UN SDG 12: Responsible Consumption and Production: Ensure sustainable consumption and production patterns.

The use of treated water for A-TBM operations, the reduction in cement use in the precast segment mix, and the incorporation of manufactured sand all contribute to a more responsible and sustainable approach to resource utilisation. These practices not only minimise WTP’s environmental impact but also demonstrate the feasibility of circular economy principles in the construction industry.

UN SDG 13: Climate Action: Take urgent action to combat climate change and its impacts.

GLC’s contribution to SDG13 includes reducing our greenhouse gas emissions through energy efficiency measures such as the use of the A-TBM, and substitution measures such as cement replacement.
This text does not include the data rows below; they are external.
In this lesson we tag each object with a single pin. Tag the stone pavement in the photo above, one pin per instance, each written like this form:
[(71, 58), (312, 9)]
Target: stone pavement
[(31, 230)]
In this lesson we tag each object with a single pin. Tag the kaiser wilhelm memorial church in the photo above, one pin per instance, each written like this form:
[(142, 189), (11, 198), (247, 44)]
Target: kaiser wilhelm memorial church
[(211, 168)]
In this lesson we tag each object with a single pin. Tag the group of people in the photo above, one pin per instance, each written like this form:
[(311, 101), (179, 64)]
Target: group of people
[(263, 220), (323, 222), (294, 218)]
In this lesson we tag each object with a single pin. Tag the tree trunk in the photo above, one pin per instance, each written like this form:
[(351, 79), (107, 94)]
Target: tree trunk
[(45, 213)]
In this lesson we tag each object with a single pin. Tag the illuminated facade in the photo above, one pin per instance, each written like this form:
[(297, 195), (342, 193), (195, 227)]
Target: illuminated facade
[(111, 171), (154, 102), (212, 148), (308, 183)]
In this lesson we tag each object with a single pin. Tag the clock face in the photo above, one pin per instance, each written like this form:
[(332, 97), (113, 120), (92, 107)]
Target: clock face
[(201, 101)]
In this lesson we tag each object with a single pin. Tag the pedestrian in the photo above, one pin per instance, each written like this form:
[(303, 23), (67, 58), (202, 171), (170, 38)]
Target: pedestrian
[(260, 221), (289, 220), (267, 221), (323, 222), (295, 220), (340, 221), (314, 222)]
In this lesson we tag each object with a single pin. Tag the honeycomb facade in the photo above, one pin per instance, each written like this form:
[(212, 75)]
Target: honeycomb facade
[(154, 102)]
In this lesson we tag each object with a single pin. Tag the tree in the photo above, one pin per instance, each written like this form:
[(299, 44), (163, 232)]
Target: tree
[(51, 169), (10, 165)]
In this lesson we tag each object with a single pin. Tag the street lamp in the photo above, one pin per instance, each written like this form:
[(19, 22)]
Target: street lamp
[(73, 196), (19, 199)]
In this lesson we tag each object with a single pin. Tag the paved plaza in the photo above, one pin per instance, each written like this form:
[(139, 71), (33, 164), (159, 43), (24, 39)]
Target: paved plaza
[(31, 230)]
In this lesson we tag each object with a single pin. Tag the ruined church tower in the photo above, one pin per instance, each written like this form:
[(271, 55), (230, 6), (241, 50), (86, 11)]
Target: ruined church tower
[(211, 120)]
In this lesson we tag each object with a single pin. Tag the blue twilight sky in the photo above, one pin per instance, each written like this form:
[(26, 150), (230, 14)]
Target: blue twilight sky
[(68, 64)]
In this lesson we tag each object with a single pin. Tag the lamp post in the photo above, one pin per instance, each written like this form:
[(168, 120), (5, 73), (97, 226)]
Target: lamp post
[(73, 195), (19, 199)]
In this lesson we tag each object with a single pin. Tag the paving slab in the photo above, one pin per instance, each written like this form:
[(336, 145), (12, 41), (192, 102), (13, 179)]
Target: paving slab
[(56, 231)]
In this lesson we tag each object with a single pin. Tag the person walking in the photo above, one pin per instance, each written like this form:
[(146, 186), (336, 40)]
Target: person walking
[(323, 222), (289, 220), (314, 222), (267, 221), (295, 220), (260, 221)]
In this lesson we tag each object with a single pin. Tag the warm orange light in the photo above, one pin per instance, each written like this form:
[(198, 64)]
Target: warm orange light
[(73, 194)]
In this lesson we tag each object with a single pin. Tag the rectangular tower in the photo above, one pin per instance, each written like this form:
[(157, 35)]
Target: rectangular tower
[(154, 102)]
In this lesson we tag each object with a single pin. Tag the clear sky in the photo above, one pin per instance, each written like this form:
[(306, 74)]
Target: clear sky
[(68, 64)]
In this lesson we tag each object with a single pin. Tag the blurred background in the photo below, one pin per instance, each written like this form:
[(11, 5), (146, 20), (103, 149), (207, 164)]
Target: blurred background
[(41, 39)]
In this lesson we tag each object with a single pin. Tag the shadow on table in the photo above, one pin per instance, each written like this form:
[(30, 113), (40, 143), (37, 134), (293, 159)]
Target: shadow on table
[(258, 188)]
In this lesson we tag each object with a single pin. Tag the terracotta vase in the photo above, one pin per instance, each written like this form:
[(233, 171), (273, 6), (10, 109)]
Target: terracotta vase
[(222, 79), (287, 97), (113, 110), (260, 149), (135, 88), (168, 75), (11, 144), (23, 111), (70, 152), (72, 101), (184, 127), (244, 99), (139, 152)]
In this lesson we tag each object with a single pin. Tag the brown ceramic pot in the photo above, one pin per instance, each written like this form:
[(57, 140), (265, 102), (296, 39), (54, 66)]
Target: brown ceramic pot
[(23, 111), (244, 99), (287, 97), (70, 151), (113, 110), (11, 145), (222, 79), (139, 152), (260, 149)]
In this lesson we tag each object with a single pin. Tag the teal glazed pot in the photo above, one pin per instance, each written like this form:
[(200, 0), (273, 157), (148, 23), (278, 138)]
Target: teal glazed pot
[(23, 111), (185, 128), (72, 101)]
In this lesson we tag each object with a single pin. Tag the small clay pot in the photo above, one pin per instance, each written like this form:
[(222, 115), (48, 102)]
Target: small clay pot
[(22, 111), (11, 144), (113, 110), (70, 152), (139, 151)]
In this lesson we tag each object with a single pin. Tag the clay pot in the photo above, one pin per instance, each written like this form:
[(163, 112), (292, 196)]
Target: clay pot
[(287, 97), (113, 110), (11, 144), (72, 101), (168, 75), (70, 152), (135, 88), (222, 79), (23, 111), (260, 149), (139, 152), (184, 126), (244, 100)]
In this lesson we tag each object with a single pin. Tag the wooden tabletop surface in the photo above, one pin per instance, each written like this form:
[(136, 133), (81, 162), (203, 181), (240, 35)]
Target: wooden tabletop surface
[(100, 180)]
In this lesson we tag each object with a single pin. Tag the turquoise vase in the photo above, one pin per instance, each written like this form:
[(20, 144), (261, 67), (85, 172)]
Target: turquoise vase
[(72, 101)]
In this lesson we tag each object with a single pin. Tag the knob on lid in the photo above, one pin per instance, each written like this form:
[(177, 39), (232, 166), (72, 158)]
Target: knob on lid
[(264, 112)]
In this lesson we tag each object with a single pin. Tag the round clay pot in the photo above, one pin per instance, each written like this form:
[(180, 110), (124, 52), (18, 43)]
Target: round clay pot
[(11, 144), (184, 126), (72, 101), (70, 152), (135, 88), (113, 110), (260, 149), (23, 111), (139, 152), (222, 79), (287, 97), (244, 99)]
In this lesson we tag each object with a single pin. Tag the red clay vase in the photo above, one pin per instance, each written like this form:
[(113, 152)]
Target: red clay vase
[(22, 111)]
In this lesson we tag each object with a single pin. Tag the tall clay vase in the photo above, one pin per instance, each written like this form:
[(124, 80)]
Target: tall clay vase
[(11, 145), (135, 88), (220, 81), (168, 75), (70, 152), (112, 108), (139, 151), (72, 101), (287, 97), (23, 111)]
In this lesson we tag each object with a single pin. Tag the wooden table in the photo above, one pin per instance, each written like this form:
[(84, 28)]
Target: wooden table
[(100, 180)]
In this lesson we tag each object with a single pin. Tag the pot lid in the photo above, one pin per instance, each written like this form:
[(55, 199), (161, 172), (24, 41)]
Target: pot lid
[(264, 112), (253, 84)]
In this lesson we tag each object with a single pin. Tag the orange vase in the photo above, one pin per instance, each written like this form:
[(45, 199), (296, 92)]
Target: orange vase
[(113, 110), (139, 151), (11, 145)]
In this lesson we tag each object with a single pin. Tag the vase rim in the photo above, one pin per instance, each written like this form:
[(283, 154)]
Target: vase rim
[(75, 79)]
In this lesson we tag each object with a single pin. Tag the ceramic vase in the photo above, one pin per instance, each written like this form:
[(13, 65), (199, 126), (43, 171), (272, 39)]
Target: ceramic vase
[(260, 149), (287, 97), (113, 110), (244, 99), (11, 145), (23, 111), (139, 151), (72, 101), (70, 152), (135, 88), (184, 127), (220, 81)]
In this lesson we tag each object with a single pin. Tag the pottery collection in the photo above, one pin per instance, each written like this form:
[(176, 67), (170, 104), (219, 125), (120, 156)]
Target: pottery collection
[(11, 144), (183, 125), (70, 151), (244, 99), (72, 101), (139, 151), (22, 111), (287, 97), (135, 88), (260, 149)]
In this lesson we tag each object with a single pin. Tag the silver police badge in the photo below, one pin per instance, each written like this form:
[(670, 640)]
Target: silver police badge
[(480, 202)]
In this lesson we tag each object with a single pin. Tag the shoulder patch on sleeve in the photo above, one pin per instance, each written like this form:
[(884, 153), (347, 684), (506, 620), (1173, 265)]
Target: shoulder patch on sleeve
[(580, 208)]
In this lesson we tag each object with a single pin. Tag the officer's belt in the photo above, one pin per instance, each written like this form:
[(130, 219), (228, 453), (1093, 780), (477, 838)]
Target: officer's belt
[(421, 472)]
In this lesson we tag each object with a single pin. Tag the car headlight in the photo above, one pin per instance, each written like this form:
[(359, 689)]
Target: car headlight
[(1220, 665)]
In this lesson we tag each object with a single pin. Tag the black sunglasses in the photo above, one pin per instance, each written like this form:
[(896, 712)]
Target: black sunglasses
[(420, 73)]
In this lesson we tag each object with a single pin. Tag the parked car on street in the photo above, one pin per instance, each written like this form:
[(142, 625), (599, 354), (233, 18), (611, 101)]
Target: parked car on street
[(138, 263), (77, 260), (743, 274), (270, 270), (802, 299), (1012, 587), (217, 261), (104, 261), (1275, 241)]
WTP’s emphasis on sustainable practices sets an example for the industry, as we demonstrate that critical infrastructure projects can be delivered without sacrificing development and prosperity for people and planet. Already, GLC has seen our influence on the industry through ETP’s uptake on their high SCM precast concrete mix.

GLC has answered the UN’s call to action by showing how critical development infrastructure can be built while tackling climate change and conserving our natural resources through innovation and collaboration.